Let's say that I have a database of foods, each with an amount of Fat, Carbs and Protein. For example, let's say that I had this database:
Item Fat Carbs Protein ================================================ Milk 12 36 8 Chicken 1 12 18 Juice 0 50 2 Bacon 9 1 4
What would be an efficient algorithm to see what combinations of these foods would fit a certain range of desired Fat, Carbs and Protein, and each item can be used multiple times?
Like if I wanted a combination that was in the range of Fat: 20-30, Carbs: 170-190, Protein: 100-110, then 2 Milks, 5 Chickens, 1 Juice, and 0 Bacon would be one possible solution, as would 0 Milks, 5 Chickens, 2 Juices and 2 Bacons.
It would also be fine if the algorithm stopped once it hit just a possible solution, but I would like it to not be a deterministic algorithm so the next time it is run there is the possibility that a different solution would be found.

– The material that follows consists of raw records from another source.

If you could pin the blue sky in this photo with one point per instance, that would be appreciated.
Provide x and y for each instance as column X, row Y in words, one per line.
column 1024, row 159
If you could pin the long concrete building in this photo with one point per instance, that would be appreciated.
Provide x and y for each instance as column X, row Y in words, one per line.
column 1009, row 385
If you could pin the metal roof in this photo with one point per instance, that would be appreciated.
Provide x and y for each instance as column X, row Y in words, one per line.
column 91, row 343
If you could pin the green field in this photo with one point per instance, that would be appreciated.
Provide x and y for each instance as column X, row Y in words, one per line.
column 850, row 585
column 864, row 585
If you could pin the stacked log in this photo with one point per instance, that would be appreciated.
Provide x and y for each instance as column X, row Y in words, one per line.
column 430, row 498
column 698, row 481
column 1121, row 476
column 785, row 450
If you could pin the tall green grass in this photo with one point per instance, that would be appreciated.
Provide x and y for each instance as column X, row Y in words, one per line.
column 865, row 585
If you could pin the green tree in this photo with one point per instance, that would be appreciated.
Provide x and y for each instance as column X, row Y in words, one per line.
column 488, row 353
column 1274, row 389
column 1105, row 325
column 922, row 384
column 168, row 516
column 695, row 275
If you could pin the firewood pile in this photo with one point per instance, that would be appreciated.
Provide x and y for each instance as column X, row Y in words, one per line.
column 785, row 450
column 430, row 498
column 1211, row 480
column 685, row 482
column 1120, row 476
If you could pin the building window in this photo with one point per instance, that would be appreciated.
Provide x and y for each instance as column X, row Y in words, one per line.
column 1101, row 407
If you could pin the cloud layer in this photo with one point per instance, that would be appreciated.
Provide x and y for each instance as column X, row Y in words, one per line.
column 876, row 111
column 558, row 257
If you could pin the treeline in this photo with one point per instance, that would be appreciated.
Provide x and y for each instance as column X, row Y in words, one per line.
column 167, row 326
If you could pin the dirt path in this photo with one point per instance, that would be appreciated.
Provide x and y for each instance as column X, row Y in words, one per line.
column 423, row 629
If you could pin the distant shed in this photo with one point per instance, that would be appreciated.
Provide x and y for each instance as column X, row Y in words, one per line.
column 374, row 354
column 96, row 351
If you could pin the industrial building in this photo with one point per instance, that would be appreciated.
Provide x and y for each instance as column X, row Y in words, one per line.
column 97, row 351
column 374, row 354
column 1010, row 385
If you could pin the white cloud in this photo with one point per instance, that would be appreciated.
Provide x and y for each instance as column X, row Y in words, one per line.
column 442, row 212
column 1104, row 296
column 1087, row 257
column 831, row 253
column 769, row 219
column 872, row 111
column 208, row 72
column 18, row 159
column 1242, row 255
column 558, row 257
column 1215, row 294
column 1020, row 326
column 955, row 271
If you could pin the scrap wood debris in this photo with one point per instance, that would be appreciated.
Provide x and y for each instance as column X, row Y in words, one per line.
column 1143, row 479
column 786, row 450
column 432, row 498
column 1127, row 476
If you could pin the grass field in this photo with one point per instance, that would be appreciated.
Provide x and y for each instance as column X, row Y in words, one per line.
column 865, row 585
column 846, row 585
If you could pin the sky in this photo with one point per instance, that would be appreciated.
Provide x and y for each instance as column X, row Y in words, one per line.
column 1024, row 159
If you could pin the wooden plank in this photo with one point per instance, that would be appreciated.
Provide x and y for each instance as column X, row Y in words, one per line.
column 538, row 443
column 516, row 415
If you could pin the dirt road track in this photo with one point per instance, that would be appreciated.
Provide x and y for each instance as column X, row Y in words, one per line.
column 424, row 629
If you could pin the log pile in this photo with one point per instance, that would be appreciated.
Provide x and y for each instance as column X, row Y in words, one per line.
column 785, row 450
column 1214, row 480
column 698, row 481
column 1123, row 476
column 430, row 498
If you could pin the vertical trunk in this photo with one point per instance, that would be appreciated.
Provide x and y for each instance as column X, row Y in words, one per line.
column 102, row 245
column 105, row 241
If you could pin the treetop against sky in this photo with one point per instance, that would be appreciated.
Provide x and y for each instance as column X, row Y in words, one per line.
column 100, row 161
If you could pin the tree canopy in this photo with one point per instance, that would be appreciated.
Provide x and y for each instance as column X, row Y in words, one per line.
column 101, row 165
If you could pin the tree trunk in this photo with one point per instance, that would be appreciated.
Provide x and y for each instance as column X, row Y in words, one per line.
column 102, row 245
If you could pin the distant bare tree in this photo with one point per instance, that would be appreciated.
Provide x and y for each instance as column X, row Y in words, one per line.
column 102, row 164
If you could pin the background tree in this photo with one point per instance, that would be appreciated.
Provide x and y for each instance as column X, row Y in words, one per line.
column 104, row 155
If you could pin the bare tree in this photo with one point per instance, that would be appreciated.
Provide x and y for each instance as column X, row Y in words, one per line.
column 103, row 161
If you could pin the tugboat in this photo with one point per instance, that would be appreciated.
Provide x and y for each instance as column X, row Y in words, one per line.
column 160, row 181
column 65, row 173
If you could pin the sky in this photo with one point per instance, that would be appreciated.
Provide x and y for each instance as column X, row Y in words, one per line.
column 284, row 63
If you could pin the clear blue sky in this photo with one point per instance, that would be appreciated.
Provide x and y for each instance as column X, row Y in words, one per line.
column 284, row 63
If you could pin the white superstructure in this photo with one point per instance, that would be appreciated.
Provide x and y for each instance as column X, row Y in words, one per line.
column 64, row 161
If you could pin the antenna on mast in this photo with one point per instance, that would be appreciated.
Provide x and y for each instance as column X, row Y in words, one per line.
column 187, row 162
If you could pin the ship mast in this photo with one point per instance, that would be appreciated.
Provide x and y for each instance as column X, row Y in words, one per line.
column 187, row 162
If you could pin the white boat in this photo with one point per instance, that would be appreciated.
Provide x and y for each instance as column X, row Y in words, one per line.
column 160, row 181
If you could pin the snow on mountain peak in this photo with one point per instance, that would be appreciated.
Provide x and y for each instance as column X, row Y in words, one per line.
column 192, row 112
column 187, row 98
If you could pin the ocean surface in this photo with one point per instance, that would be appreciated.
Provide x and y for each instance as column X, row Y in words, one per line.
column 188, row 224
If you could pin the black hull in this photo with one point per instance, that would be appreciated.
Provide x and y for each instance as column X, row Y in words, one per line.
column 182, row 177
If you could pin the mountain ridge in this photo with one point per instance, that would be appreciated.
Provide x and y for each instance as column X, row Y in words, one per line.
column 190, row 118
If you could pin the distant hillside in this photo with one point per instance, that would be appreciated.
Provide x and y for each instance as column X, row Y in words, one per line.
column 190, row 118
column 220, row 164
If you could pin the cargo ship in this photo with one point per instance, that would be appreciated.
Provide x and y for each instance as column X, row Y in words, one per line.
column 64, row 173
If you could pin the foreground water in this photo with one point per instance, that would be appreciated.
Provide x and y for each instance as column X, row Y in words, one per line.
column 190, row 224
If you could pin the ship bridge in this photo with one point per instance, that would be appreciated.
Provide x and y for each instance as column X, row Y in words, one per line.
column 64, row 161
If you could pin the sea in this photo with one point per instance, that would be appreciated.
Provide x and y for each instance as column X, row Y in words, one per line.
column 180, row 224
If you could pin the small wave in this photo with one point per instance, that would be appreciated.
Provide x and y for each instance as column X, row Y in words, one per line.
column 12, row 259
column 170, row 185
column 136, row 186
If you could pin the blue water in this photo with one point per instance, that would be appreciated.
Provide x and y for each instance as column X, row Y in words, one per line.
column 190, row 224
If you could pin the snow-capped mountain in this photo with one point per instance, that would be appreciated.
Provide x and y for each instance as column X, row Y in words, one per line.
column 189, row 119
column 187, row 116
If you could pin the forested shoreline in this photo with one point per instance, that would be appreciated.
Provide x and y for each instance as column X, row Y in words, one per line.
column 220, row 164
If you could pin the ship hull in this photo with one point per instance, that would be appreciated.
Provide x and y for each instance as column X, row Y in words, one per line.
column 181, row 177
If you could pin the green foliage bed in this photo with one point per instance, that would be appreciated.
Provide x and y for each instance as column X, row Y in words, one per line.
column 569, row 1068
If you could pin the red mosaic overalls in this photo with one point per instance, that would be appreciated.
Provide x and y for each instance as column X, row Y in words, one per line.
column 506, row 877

This problem sounds like an NP-hard problem like the subset sum problem or the knapsack problem, and I have looked into algorithms for those but I don't understand the algorithms for the multiple-constraint problems. Also knapsack problems are optimizing while here there is no optimizing.
I suppose this problem would be much more difficult if there were more items in the database, and much more easier (to find a single solution that fits the constraints) if the solution was not limited to integers (like 0.2 Milks).
I plan to incorporate something like this in Python so Python solutions would be appreciated, thanks.